It turns out what I mean by the "macro system" in Idris is its system of elaborator extensions (http://docs.idris-lang.org/en/latest/reference/elaborator-re...). The elaborator's purpose is to fill in holes in the program, like the holes that remain when someone calls a function without supplying its implicit arguments.[1]

It's pretty natural to handle name overloading in the same phase as implicit arguments, because it's effectively a special case. Thanks to dependent types and implicit arguments, instead of having two differently typed functions named (,), you could have one function that implicitly takes a boolean:

  (,) : {isType : Bool} ->
    if isType then (... -> Type) else (... -> (a, b))
  (,) = ...
The elaborator phase is complex enough that I don't understand how to use it yet, but I think almost all that complexity belongs to implicit arguments. Name overloading is probably seamless relative to that.
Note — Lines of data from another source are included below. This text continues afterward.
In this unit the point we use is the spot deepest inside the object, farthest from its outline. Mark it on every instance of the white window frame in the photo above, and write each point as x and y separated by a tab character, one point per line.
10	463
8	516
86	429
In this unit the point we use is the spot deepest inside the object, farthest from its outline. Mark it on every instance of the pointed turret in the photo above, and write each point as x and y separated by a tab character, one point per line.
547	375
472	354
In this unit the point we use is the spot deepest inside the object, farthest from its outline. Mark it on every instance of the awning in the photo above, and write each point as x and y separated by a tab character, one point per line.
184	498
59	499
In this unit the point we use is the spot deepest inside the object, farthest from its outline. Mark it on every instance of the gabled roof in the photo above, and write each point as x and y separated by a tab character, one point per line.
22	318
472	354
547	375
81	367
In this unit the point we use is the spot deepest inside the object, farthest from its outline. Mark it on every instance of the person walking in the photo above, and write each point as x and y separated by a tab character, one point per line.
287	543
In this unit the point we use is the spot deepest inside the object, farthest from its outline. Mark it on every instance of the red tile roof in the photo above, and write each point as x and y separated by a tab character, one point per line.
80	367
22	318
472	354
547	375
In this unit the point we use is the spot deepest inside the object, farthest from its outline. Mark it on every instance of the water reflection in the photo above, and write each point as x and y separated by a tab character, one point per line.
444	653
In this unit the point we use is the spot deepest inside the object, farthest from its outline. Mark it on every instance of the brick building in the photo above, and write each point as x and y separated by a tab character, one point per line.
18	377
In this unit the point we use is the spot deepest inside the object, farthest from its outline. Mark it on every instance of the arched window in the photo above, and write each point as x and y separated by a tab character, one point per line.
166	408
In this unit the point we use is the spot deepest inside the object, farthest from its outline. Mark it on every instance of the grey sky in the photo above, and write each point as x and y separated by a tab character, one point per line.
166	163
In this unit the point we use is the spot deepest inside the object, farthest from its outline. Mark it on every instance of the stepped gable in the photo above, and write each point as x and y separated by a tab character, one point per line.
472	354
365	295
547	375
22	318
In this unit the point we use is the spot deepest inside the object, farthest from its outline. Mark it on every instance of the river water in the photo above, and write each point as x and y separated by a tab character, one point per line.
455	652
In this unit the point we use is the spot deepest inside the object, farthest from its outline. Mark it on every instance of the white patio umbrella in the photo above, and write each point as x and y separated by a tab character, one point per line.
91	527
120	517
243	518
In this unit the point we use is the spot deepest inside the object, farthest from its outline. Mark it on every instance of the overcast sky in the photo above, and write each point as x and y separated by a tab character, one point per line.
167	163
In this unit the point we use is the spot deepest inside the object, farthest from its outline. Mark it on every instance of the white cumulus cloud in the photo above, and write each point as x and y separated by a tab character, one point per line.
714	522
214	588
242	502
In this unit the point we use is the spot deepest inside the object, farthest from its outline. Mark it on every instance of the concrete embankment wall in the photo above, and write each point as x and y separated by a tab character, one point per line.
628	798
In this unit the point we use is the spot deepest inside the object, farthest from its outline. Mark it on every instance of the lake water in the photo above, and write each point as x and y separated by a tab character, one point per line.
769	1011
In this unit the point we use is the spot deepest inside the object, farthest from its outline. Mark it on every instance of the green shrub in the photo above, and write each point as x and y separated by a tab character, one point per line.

Another "macro system" I encountered in the docs was Idris's system of syntax extensions (http://docs.idris-lang.org/en/latest/tutorial/syntax.html). As far as I can tell, these apply before the elaborator and typechecker, but they might not be able to run arbitrary code or break hygiene. Maybe someday they'll gain those abilities and become a Nulan-like macro system.

[1] Implicit arguments effectively generalize type classes. Idris still has something like type class declarations, which it calls "interfaces," but I bet this is primarily so a programmer can define the interface type and the method lookup functions together in one fell swoop.